Santana Castilho - Público
Como pode uma doutora em direito (Alexandra Leitão) rastejar de fininho sob uma lei, como se ela não existisse.
António Costa disse, no lançamento da empreitada de requalificação do troço entre Penacova e Lagoa Azul, que ao fazer obra no IP3 “estamos a decidir não fazer evoluções nas carreiras ou vencimentos”. Deixou, assim, bem claro que o dinheiro para as estradas origina a falta de dinheiro para as carreiras e salários e que o não reconhecimento de todo o tempo de serviço prestado pelos professores não é uma questão de dinheiro mas, outrossim, uma questão de prioridades.

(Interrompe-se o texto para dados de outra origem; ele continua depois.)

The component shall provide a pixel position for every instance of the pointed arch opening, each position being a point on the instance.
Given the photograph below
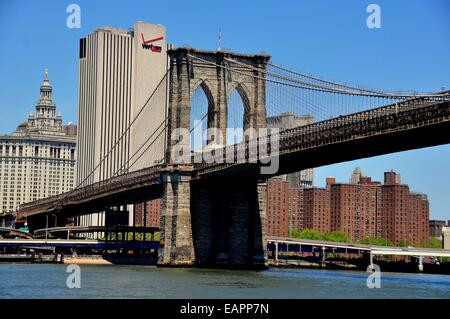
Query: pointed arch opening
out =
(237, 115)
(201, 115)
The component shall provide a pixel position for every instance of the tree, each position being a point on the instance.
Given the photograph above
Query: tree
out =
(376, 241)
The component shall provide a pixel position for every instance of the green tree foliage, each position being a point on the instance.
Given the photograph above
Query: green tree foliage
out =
(376, 241)
(312, 234)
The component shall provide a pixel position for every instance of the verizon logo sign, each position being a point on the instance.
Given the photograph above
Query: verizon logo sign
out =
(148, 44)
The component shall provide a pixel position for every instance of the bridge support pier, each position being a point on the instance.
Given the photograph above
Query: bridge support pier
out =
(216, 222)
(228, 222)
(176, 246)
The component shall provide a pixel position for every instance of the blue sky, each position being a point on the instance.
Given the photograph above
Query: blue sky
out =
(328, 38)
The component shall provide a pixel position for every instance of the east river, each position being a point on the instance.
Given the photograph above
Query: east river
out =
(116, 281)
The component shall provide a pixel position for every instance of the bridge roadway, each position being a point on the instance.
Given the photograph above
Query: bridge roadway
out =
(39, 233)
(77, 243)
(277, 244)
(15, 232)
(412, 124)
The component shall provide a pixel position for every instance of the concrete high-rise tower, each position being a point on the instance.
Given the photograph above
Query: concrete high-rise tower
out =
(121, 103)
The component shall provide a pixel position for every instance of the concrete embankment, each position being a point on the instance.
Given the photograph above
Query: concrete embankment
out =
(86, 260)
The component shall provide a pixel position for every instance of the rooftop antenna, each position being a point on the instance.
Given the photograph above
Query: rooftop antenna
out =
(220, 39)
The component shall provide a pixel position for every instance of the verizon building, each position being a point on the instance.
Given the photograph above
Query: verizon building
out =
(118, 72)
(121, 74)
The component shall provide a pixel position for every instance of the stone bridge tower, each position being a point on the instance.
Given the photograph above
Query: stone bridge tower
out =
(213, 221)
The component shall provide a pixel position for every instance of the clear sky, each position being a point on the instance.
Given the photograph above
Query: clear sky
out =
(411, 51)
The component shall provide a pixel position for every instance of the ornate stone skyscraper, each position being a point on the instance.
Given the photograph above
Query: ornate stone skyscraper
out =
(38, 159)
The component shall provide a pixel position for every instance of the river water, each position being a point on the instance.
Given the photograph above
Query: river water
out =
(117, 281)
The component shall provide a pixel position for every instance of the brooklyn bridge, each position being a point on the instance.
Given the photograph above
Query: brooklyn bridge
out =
(213, 211)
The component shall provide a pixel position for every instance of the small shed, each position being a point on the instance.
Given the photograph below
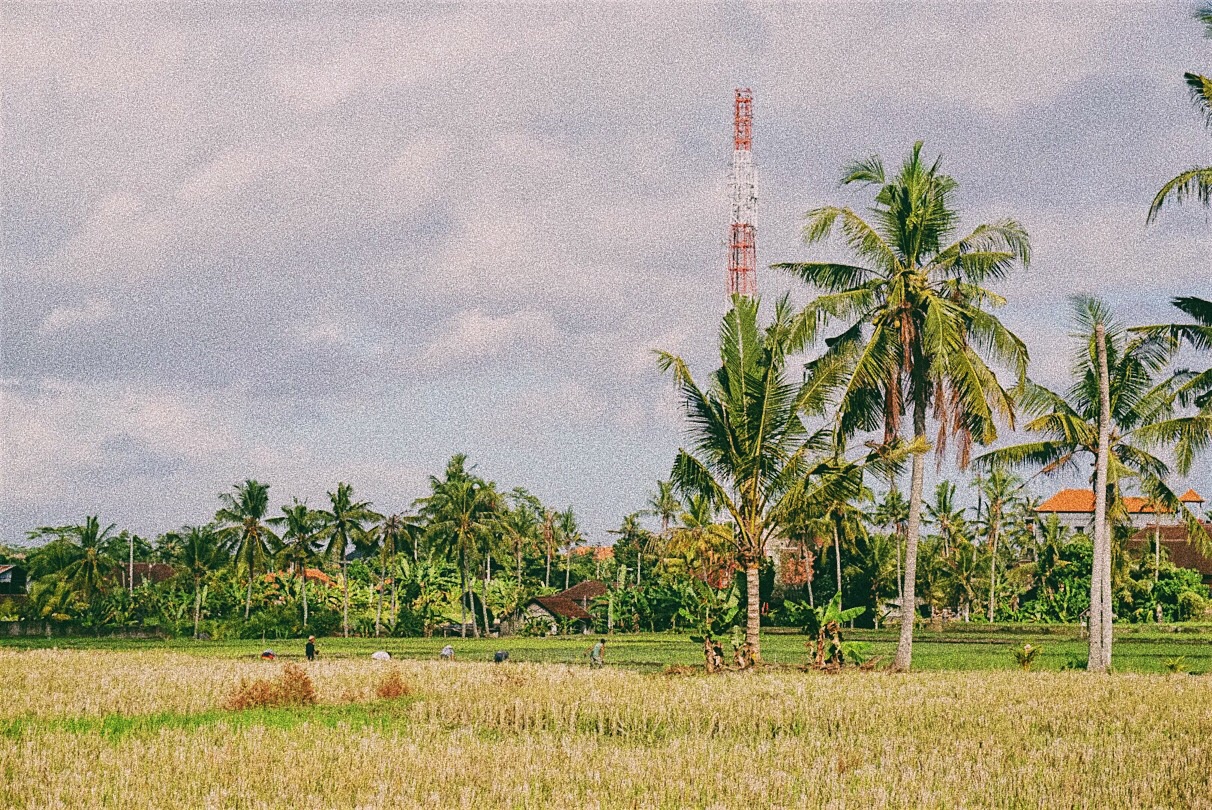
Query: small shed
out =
(12, 580)
(571, 605)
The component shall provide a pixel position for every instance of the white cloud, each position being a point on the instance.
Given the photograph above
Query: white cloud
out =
(474, 335)
(93, 311)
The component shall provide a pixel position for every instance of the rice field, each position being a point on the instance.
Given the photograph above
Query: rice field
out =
(148, 726)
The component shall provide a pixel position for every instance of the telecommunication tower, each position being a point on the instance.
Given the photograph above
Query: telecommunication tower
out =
(742, 234)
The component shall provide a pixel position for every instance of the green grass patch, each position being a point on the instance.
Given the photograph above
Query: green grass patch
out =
(375, 714)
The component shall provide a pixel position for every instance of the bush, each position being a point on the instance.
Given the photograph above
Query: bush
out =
(292, 688)
(1024, 656)
(392, 686)
(1190, 605)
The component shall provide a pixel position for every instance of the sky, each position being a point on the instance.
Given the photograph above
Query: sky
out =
(329, 243)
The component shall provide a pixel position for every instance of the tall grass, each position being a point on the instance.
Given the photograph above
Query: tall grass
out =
(476, 735)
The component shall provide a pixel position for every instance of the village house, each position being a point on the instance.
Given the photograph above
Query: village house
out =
(564, 608)
(12, 581)
(1075, 509)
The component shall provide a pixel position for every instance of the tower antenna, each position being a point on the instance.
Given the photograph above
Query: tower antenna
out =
(742, 234)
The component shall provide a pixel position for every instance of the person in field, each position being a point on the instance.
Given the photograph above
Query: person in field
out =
(595, 652)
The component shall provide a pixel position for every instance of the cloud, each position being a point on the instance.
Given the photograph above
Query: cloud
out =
(474, 335)
(93, 311)
(319, 244)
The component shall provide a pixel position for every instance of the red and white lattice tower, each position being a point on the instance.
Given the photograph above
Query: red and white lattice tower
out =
(742, 235)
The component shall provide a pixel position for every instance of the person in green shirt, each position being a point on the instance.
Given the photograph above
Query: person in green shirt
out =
(595, 652)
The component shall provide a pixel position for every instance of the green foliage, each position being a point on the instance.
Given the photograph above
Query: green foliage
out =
(1024, 656)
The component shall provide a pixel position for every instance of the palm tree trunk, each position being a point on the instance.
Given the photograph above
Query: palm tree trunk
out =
(753, 610)
(838, 559)
(812, 599)
(378, 611)
(908, 592)
(344, 587)
(1156, 552)
(247, 603)
(198, 604)
(1101, 581)
(484, 602)
(993, 564)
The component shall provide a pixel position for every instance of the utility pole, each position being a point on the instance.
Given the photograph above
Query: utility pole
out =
(742, 233)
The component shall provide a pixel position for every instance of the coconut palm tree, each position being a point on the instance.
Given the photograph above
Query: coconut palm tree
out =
(1194, 388)
(520, 525)
(947, 515)
(84, 555)
(702, 540)
(201, 552)
(1194, 182)
(462, 512)
(301, 536)
(664, 505)
(752, 454)
(344, 525)
(999, 489)
(918, 326)
(1144, 415)
(570, 538)
(390, 532)
(243, 529)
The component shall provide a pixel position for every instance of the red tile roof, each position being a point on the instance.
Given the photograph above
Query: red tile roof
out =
(599, 552)
(1082, 501)
(587, 589)
(559, 605)
(1173, 538)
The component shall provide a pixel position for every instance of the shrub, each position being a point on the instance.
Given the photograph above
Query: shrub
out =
(1190, 605)
(292, 688)
(1176, 666)
(1024, 656)
(392, 686)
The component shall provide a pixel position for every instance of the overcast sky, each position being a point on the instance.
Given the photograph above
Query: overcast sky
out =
(321, 243)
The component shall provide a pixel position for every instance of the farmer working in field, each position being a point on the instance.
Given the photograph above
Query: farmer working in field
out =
(595, 652)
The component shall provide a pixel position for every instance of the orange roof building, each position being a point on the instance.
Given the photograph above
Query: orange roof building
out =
(1075, 508)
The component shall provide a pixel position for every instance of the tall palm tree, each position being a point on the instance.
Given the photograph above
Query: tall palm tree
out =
(390, 532)
(1194, 182)
(1195, 389)
(462, 512)
(664, 505)
(634, 534)
(892, 514)
(947, 515)
(344, 525)
(570, 537)
(1144, 415)
(702, 540)
(201, 552)
(918, 323)
(520, 525)
(752, 454)
(999, 490)
(243, 530)
(83, 554)
(301, 536)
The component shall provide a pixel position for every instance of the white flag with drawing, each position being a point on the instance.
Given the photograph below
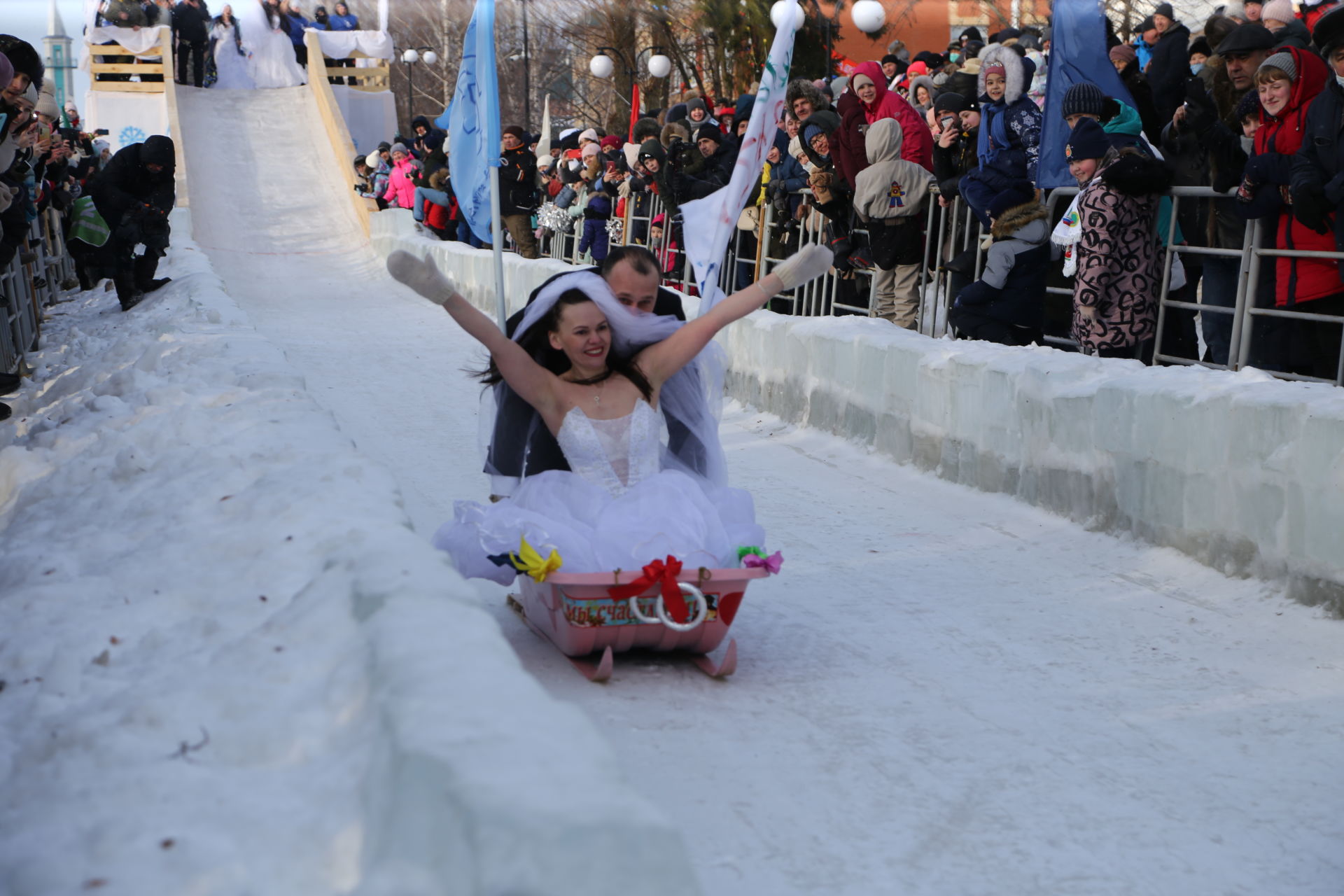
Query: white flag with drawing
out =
(707, 225)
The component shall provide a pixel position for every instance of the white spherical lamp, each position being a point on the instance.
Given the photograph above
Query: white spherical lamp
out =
(780, 14)
(869, 15)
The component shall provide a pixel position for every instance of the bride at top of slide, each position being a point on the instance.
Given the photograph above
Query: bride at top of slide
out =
(272, 64)
(624, 501)
(230, 52)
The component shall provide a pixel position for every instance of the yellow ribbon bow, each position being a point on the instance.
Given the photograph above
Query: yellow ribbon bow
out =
(530, 562)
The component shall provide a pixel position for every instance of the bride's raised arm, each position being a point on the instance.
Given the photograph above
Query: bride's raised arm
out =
(533, 382)
(663, 359)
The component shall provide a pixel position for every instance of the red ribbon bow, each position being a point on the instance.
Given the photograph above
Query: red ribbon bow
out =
(664, 575)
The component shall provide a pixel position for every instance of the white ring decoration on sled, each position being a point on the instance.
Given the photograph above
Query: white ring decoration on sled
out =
(702, 609)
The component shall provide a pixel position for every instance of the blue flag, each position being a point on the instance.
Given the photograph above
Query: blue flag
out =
(473, 121)
(1078, 54)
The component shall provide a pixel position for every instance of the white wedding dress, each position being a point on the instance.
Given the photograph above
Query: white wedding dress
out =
(272, 62)
(617, 510)
(233, 67)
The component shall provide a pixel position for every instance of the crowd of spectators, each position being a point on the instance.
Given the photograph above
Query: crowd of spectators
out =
(1247, 104)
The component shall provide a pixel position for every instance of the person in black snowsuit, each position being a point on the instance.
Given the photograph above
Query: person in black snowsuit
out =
(134, 194)
(191, 30)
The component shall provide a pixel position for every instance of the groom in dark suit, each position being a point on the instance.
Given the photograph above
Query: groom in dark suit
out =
(632, 272)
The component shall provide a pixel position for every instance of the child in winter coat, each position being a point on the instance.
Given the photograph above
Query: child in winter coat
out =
(1009, 130)
(1120, 270)
(379, 171)
(596, 214)
(1007, 304)
(891, 197)
(401, 182)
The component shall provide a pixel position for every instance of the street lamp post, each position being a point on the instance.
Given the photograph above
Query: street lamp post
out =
(527, 74)
(410, 57)
(657, 65)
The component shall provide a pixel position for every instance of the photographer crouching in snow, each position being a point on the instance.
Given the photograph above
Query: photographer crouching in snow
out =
(132, 197)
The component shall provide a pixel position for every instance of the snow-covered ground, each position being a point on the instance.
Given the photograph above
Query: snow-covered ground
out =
(945, 691)
(227, 664)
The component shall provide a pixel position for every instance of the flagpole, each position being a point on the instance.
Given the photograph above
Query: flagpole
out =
(498, 235)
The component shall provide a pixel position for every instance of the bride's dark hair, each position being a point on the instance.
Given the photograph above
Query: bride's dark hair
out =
(538, 344)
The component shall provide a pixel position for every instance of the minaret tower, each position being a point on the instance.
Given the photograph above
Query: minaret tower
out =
(61, 64)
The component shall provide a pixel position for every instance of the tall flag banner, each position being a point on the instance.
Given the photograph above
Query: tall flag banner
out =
(1078, 54)
(473, 121)
(707, 225)
(543, 146)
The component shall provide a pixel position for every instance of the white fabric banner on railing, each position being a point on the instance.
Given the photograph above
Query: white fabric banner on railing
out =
(339, 45)
(137, 41)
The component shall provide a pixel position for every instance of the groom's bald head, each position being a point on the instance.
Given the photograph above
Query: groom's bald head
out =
(632, 272)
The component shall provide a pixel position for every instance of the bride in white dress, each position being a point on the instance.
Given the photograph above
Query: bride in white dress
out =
(622, 504)
(232, 64)
(272, 62)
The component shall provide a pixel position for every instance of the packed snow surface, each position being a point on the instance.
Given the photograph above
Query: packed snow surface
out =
(944, 692)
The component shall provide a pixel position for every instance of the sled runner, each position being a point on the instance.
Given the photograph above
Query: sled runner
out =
(662, 608)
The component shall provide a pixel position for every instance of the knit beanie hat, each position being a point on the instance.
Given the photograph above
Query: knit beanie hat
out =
(1084, 99)
(1278, 10)
(1019, 192)
(1282, 59)
(1124, 51)
(708, 132)
(1086, 141)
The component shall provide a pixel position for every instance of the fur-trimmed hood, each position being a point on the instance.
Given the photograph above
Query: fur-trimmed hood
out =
(673, 130)
(1018, 71)
(800, 88)
(1135, 174)
(1019, 216)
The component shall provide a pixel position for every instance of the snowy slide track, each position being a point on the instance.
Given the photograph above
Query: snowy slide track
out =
(945, 692)
(234, 668)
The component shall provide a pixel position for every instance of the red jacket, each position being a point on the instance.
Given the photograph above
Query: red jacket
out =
(918, 139)
(1297, 280)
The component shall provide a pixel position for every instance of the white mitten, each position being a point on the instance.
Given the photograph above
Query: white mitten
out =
(422, 276)
(806, 264)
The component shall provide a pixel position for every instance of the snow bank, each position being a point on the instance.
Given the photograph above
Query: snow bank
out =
(227, 665)
(1240, 470)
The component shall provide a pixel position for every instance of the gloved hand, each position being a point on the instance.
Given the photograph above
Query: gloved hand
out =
(1312, 209)
(422, 276)
(806, 264)
(1200, 113)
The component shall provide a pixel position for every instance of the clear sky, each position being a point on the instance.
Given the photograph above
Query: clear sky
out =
(27, 19)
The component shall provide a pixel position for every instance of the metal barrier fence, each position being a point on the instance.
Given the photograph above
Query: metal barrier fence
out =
(952, 232)
(29, 286)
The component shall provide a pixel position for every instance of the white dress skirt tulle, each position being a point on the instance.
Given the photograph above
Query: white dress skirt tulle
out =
(233, 67)
(615, 511)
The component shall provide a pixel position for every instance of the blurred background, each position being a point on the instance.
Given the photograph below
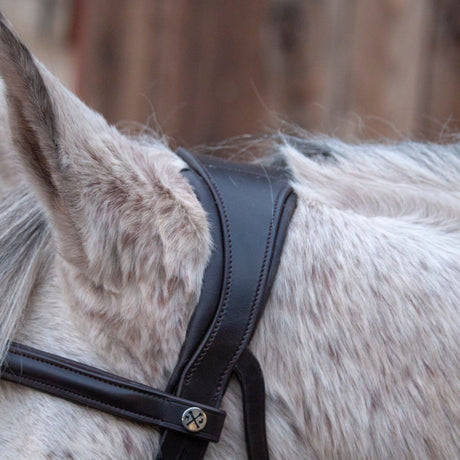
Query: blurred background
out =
(206, 70)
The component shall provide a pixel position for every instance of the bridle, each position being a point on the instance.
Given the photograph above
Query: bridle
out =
(248, 210)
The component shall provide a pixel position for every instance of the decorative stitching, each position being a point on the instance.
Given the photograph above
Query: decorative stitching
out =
(255, 299)
(65, 391)
(98, 379)
(228, 286)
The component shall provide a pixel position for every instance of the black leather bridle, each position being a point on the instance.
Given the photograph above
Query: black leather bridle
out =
(248, 210)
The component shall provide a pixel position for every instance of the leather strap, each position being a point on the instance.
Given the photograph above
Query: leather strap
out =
(254, 208)
(251, 379)
(101, 390)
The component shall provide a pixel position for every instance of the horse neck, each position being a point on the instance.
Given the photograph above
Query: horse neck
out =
(34, 424)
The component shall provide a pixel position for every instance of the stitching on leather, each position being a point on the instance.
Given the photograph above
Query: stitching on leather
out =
(145, 418)
(256, 297)
(88, 375)
(223, 310)
(65, 391)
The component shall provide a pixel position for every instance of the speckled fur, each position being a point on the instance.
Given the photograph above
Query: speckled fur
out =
(360, 341)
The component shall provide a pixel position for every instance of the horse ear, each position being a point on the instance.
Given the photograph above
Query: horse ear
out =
(52, 134)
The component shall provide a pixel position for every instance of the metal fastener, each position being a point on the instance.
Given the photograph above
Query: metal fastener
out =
(194, 419)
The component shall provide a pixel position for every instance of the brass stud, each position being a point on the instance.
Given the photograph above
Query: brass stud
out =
(194, 419)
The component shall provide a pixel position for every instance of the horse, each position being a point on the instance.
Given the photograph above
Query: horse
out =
(103, 246)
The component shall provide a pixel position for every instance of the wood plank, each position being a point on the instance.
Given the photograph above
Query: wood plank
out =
(390, 45)
(441, 114)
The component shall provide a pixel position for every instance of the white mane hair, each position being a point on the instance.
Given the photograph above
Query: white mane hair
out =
(102, 252)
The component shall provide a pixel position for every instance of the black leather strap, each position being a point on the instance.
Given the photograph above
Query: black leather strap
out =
(248, 212)
(101, 390)
(254, 208)
(251, 379)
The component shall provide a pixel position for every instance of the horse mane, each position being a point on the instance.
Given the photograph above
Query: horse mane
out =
(25, 253)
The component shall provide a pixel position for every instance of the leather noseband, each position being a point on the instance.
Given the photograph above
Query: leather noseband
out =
(248, 209)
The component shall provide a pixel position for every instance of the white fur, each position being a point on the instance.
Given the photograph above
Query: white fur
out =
(360, 340)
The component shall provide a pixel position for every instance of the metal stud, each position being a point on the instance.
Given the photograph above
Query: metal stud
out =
(194, 419)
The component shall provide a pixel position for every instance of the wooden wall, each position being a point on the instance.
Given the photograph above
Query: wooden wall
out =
(211, 69)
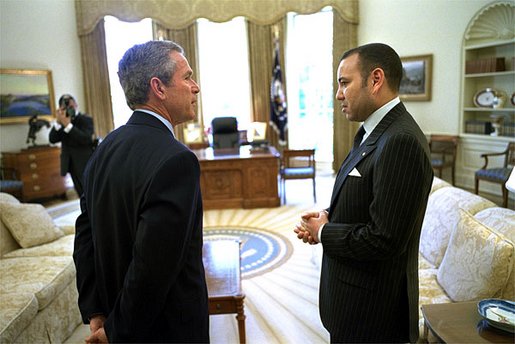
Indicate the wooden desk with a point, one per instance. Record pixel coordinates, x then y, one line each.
461 323
39 168
239 178
222 264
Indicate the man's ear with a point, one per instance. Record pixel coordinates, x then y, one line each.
157 87
378 79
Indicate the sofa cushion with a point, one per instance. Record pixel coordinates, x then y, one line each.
60 247
502 220
477 262
30 224
45 277
442 216
18 310
438 184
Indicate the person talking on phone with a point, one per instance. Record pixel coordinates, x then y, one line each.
75 132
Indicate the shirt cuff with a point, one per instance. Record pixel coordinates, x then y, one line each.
320 232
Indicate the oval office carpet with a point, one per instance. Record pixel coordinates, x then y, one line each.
281 288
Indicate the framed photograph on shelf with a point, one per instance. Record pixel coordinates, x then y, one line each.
416 80
25 93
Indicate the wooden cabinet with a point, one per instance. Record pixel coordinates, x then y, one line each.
239 178
39 169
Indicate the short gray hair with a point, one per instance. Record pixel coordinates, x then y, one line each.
141 63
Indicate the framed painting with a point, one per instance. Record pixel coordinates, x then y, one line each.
416 80
25 93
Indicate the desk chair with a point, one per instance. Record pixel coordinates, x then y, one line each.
10 184
498 175
443 153
298 164
225 132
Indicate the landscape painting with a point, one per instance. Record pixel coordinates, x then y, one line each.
416 80
24 94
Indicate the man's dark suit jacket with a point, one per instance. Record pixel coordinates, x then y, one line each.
138 244
76 145
369 278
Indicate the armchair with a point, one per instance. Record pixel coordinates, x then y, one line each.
443 153
225 132
497 175
298 164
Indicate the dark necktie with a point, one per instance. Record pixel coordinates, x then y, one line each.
358 138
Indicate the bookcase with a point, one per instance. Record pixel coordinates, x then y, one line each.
488 64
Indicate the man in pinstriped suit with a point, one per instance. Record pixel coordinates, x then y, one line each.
370 233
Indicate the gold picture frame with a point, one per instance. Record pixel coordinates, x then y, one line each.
416 80
25 93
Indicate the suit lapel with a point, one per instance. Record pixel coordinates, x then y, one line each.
364 150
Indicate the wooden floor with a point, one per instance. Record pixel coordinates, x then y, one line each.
281 305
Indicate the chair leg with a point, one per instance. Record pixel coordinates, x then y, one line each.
284 190
314 191
504 197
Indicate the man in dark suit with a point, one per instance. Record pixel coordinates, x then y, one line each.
370 233
138 243
75 130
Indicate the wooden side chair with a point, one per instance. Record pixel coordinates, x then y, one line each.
298 164
497 175
443 153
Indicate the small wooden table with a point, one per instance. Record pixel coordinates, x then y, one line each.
461 323
222 264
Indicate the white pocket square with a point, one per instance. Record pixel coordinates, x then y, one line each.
355 173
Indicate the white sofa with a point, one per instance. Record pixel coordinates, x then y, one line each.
467 250
38 294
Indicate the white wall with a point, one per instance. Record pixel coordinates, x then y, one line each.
419 27
39 34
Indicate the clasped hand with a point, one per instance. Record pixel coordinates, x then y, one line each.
309 226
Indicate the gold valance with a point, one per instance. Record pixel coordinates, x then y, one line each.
178 14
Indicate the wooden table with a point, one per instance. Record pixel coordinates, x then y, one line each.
239 177
222 264
461 323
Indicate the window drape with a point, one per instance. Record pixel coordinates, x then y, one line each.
96 79
261 46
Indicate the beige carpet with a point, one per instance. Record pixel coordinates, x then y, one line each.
281 305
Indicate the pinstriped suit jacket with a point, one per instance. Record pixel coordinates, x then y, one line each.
369 278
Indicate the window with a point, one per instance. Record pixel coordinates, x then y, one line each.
120 36
224 71
310 76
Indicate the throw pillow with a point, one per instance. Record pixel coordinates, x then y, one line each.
29 224
442 216
477 263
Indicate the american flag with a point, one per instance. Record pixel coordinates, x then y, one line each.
278 113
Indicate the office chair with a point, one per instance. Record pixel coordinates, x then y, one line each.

A adesão inicial dos professores de esquerda ao vazio do programa político do PS para a Educação ficou a dever-se às chagas que o “ajustamento” deixou e à habilidade de António Costa para se entender com o PCP e com o BE. Agora que esse entendimento abana (se não acabou já), António Costa reduziu o PS ao que sempre foram os figurões incompetentes que propôs para a educação. O significado político da retórica pelintra do IP3 ilustrou-o bem. Dizendo o que disse, António Costa deixou implícito que a negociação que hoje vai recomeçar não pode ser mais que a repetição da coreografia do costume, para tentar desmobilizar uma greve que dura há cinco semanas, com uma eficácia que surpreendeu.
Com efeito, os textos das cartas trocadas entre os sindicatos e o ministério, como preâmbulo do tango (para usar a metáfora do próprio ministro) que a partir de hoje vão dançar, enlaçados num faz de conta de desfecho já escrito (a plataforma mortinha por suspender a greve e uma vez mais sair de cena sem resultados, quando a hora era de cerrar fileiras e dizer não, e o ministério decretando previamente quem comanda o baile) são confrangedores: o dos sindicatos por mendigar a retomada de uma negociação que o ministério interrompeu quando chantageou; o do ministério por começar logo (ponto 1 da missiva) com a perfídia de sempre. Com efeito, como pode uma doutora em Direito (Alexandra Leitão) rastejar de fininho sob uma lei, como se ela não existisse, que separou a carreira geral dos funcionários públicos das carreiras especiais dos militares, polícias, magistrados, médicos, enfermeiros e professores, ou um doutor em Bioquímica (Tiago Brandão Rodrigues) afirmar que 70% de 10 é igual a 70% de 4?
Foi com este pano negro de fundo que a avaliação dos alunos, legalmente definida em termos circunstanciais precisos, enquanto decisão colegial de um conselho de turma, foi substituída por um expediente escabroso, ilegalmente determinado num lance golpista, impróprio de um estado de direito. Foi com este pano negro de fundo que a reflexão e a ponderação pedagógicas deram lugar a simples números, onde 50% mais um dos professores, arregimentados não importa com que critério, foram coagidos a fazer o que os pequenos chefes da choldra ministerial determinaram. Definitivamente, só apetece dizer-lhes, com José de Almada Negreiros, que são “uma resma de charlatães e de vendidos, que só podem parir abaixo de zero”!
Esta leitura, válida para as políticas de Educação, assentes em romarias, foguetório, burocracia sem fim, precarização e medidas desgarradas e ocasionais, será igualmente feita para a economia quando a denominada sociedade civil emergir da falácia que a propaganda bem orquestrada lhe vendeu. Como é possível falarmos de milagre económico quando no cotejo europeu a nossa economia é a quarta a contar do fim, em termos de crescimento? Que milagre económico é esse, quando as estatísticas europeias mostram que o nível de vida dos portugueses está em regressão há 15 anos e que o rendimento per capita português em 2018 é 78% do europeu, quando era 84% em 1999?
A falência dos partidos tradicionais em Espanha, Itália França e Grécia e as vocações autoritárias nascentes na Polónia, Hungria e República Checa deviam levar António Costa a confiar menos na vaca voadora da sua alegre casinha.
Até às eleições de 2019, espero que os eleitores percebam que o establishment político que a “geringonça” gerou, pese embora tímidas melhorias pontuais, foi criado a partir de “realidades” ficcionadas. “Realidades” manhosamente construídas à margem do que é importante, que nos fizeram aceitar uma nova servidão, apenas menos triste.